First-year resident Dr. Lisbeth Hastings is too busy to take her father’s bizarre summons seriously. But when a tragic mistake puts her career in jeopardy, answering her father’s call seems her only hope of redeeming the devastating failure that her life has become.
While exploring the haunting cave at her father’s archaeological dig, Lisbeth falls through a hidden hole, awakening to find herself the object of a slave auction and the ruins of Roman Carthage inexplicably restored to a thriving metropolis. Is it possible that she’s traveled back in time, and, if so, how can she find her way back home?

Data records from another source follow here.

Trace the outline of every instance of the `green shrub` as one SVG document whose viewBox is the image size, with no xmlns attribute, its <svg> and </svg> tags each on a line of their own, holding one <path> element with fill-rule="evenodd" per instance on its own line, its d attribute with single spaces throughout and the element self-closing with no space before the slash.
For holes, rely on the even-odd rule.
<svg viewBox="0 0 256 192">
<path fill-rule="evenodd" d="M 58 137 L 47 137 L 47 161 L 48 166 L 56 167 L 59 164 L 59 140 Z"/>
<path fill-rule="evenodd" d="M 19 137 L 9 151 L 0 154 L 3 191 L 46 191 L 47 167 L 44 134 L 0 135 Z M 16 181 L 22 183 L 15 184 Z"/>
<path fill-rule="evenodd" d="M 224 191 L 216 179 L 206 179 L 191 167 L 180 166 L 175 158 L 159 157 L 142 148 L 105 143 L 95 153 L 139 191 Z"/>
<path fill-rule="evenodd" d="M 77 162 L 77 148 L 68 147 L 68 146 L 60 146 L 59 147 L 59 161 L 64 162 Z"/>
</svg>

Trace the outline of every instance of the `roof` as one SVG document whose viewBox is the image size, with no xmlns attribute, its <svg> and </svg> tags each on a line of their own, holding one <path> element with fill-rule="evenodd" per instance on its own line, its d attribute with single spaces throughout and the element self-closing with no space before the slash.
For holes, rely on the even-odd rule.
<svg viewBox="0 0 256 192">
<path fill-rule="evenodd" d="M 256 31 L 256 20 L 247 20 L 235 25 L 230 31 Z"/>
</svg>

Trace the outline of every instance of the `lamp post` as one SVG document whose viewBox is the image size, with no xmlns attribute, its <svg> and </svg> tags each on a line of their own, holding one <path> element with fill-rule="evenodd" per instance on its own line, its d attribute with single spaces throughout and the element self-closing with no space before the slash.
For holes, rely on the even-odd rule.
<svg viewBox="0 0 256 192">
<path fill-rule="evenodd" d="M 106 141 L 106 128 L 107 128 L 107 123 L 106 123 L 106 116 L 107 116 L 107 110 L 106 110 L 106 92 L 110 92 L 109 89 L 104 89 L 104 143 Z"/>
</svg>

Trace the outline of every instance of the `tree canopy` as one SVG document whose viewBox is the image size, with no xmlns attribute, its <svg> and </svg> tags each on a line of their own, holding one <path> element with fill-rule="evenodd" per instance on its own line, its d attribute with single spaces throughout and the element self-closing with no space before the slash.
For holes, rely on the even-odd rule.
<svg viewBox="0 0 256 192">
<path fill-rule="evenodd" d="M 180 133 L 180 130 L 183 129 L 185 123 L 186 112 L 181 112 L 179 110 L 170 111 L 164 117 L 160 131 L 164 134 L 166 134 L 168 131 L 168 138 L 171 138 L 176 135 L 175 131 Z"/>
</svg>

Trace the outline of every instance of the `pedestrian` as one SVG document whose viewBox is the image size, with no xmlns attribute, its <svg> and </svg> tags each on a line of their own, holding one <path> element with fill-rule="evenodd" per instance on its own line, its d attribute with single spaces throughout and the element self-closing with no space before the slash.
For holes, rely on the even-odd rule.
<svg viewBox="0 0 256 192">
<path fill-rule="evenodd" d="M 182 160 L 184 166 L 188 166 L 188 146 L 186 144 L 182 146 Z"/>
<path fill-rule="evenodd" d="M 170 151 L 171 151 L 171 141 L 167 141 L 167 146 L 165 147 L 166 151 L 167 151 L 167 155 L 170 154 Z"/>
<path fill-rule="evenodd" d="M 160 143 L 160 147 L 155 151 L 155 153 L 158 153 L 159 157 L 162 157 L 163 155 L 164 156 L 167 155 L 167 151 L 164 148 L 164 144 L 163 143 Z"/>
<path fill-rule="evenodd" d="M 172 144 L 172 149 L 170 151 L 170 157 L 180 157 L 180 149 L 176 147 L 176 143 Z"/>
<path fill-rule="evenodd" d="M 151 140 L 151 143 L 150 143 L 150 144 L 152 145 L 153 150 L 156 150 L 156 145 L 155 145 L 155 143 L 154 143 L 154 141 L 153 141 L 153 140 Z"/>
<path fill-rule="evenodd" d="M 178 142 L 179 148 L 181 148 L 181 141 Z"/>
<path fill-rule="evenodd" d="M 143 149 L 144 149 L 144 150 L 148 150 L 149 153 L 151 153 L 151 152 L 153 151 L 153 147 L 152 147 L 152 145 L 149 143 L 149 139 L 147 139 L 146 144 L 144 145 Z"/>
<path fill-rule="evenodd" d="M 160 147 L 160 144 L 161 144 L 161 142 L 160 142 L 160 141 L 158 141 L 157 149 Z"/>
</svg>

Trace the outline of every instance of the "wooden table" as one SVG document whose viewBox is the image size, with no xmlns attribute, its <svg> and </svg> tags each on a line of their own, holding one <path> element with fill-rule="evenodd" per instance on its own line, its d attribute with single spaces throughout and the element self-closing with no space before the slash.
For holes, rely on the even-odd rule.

Cyprian Thascius believes God called him to rescue the mysterious woman from the slave trader’s cell. What he doesn’t understand is why saving the church of his newfound faith requires him to love a woman whose peculiar ways could get him killed. But who is he to question God?
As their different worlds collide, it sparks an intense attraction that unites Lisbeth and Cyprian in a battle against a deadly epidemic. Even as they confront persecution, uncover buried secrets, and ignite the beginnings of a medical revolution, Roman wrath threatens to separate them forever. Can they find their way to each other through all these obstacles? Or are the eighteen hundred years between them too far of a leap?
Your Turn: What was the last historical story your enjoyed?